Boasting the top goaltending duo in the Canadian Women’s Hockey League, the black and gold should be impenetrable between the pipes. Genevieve Lacasse emerged as the CWHL goaltending champion and led the league in five statistical categories (wins, fewest losses, goals against average, win percentage, shutouts). With a strong backup in Molly Schaus (a silver medalist with the US team at the Vancouver Winter Games), this dynamic duo brings great confidence to the Blades' lineup.

Although the club lost Kelli Stack and Erika Lawler to injuries, third overall draft selection Hilary Knight has paid remarkable dividends for the club. Having emerged as the leading scorer among all American-born players (and finishing third overall in the CWHL scoring race), she has proven to be the catalyst of the Blades' offensive attack.

The blueline corps features leaders such as Caitlin Cahow, Gigi Marvin, Anne Schleper and Karen Thatcher. With all four having played for the US National Team, these four fantastic blueliners are capable of shutting down the best offenses in the league.  

As the two-time defending Clarkson Cup champions, the Montreal Stars stand as the biggest obstacle towards the Blades making their championship dreams come true. After a season with several ups and downs, the squad managed six wins in a row to close out the season.

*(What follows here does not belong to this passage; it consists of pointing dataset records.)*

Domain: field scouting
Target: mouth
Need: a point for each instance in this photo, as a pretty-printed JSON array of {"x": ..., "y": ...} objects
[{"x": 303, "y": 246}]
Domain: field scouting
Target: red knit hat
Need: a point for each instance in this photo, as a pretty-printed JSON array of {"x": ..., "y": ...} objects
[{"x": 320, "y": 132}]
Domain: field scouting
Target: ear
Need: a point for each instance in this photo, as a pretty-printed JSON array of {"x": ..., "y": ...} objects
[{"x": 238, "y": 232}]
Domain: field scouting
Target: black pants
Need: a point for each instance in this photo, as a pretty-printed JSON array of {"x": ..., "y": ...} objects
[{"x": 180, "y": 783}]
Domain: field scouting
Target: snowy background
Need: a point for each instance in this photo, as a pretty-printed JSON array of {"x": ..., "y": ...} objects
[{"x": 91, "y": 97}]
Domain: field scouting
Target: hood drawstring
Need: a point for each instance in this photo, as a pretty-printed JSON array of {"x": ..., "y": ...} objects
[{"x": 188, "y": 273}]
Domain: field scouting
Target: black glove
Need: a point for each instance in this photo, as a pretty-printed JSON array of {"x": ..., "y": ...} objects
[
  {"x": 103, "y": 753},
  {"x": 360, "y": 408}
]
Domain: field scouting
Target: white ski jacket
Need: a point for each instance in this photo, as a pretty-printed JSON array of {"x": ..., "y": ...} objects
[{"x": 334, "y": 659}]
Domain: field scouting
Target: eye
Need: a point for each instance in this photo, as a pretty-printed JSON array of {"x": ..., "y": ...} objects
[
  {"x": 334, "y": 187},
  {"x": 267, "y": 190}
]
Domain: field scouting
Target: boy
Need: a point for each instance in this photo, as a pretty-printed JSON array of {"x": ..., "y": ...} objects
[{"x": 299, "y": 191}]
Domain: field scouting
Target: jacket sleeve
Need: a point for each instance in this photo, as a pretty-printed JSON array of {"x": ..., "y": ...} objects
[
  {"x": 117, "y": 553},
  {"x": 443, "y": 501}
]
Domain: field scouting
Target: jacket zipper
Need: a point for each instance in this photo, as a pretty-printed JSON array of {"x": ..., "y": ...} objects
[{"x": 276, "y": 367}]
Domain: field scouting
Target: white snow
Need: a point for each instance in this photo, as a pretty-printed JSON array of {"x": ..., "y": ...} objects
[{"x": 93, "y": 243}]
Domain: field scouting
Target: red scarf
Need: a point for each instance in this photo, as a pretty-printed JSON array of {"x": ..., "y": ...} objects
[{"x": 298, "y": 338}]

With so many new faces on the roster (Ann-Sophie Bettez, Cathy Chartrand, Haley Irwin, Charline Labonte, Carolyne Prevost), the pressure of postseason hockey at the CWHL level is new to them. The preseason retirements of Stephanie Denino, Nathalie Dery and Kelly Sudia left a big hole in the locker room for the Stars.

Perhaps worse for the defending champs was an unexpected coaching change. Prior to the holiday season, the Stars head coach resigned for undisclosed reasons. In addition, the club lost an assistant coach due to pregnancy. With Philippe Trahan and Pierre Alain behind the bench, the Stars are hoping that a third title is within reach. 

Coaching may prove to be the factor in determining the eventual Clarkson Cup champion. Boston’s head coach and general manager Digit Murphy brings with her superlative credentials. As the first woman to win 200 and 300 games at the NCAA women’s hockey level, Murphy is an accomplished coach who knows how to motivate her players.

The one element that has evaded her during a Hall of Fame worthy coaching career is a postseason championship. With the Clarkson Cup having an official home in the Hockey Hall of Fame, it may be the ideal time for this coaching legend to finally gain her long earned championship glory.